Letting Splunk do that for you may work better, depending on your data.
... | cluster showcount=true countfield=count field=problem_abstract match=termset | top limit=10 count | sort - count | table problem_abstract count
@richgalloway exactly where I was going with the cluster command. In fact if patterns are not know some other options like TFIDF, NLP etc.
| makeresults | fields - _time | eval problem_abstract="SAP reset Password=10,reset SAP Password=20,Password reset SAP=20,Other=100,Something Else=50" | makemv problem_abstract delim="," | mvexpand problem_abstract | makemv problem_abstract delim="=" | eval count=mvindex(problem_abstract,1),problem_abstract=mvindex(problem_abstract,0) | table problem_abstract count | cluster field=problem_abstract t=0.3 | fields - cluster_label
Play around with
t as per your need of creation of clusters. Refer to cluster command documentation.
@richgalloway and @niketnilay - clustering is definitely an interesting option. it has to be termset or ngramset though, termlist , which is the 'match' parameter by default will yield inferior results.
But there is a risk - I tested with reset sap password & sap password reset with text like 'i care' and 'i don;t care' as dummy. It works well with termset and ngramset. But then i added a fourth line/phrase - please reset my sap password. Now, the game changes and the clustering fails to yield proper results.

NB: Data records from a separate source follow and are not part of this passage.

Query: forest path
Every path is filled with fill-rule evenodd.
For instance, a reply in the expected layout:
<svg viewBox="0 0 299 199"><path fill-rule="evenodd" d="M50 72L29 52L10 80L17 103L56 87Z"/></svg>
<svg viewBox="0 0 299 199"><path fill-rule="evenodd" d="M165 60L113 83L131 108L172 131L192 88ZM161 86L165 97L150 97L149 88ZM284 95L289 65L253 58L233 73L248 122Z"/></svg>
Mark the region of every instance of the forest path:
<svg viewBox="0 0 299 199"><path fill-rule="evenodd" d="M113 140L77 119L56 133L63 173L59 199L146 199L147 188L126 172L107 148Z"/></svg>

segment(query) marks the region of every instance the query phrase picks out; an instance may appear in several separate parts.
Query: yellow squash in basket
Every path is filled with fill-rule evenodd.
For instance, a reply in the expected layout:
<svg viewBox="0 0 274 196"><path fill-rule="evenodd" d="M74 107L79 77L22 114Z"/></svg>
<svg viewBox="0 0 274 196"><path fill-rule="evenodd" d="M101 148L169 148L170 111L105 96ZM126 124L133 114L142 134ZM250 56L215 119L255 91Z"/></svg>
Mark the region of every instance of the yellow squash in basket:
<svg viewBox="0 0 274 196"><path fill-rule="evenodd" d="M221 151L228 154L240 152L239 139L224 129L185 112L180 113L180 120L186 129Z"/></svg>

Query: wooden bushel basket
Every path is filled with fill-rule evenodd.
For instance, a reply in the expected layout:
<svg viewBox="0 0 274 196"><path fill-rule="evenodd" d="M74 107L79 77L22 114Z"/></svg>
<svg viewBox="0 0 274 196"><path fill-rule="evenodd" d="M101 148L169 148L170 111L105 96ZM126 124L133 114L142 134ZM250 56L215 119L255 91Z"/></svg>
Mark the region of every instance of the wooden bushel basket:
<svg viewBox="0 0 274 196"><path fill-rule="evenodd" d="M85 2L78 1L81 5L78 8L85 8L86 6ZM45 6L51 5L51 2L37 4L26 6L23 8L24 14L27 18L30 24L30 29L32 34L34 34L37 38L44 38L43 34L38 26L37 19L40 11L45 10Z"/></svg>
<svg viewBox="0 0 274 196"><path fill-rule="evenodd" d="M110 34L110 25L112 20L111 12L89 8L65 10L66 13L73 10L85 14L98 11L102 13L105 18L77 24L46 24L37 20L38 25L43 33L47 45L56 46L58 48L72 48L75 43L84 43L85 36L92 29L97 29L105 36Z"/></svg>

@chinkeeparco - please go ahead with the clustering as suggested by rich and niket, you have to play around with the t value and the match term , to see what suits you best
I did explicitly mention
match=termset in my answer as well as "depending on your data". You may have to combine the two approaches I offered - normalize some outliers then let
cluster do the rest. Then again, some experimenting with various
cluster options may yield acceptable results.
@Sukisen1981 yes indeed I have mentioned TFIDF, NLP to be tried as well. But like @richgalloway has mentioned solution should be adopted as per the use case.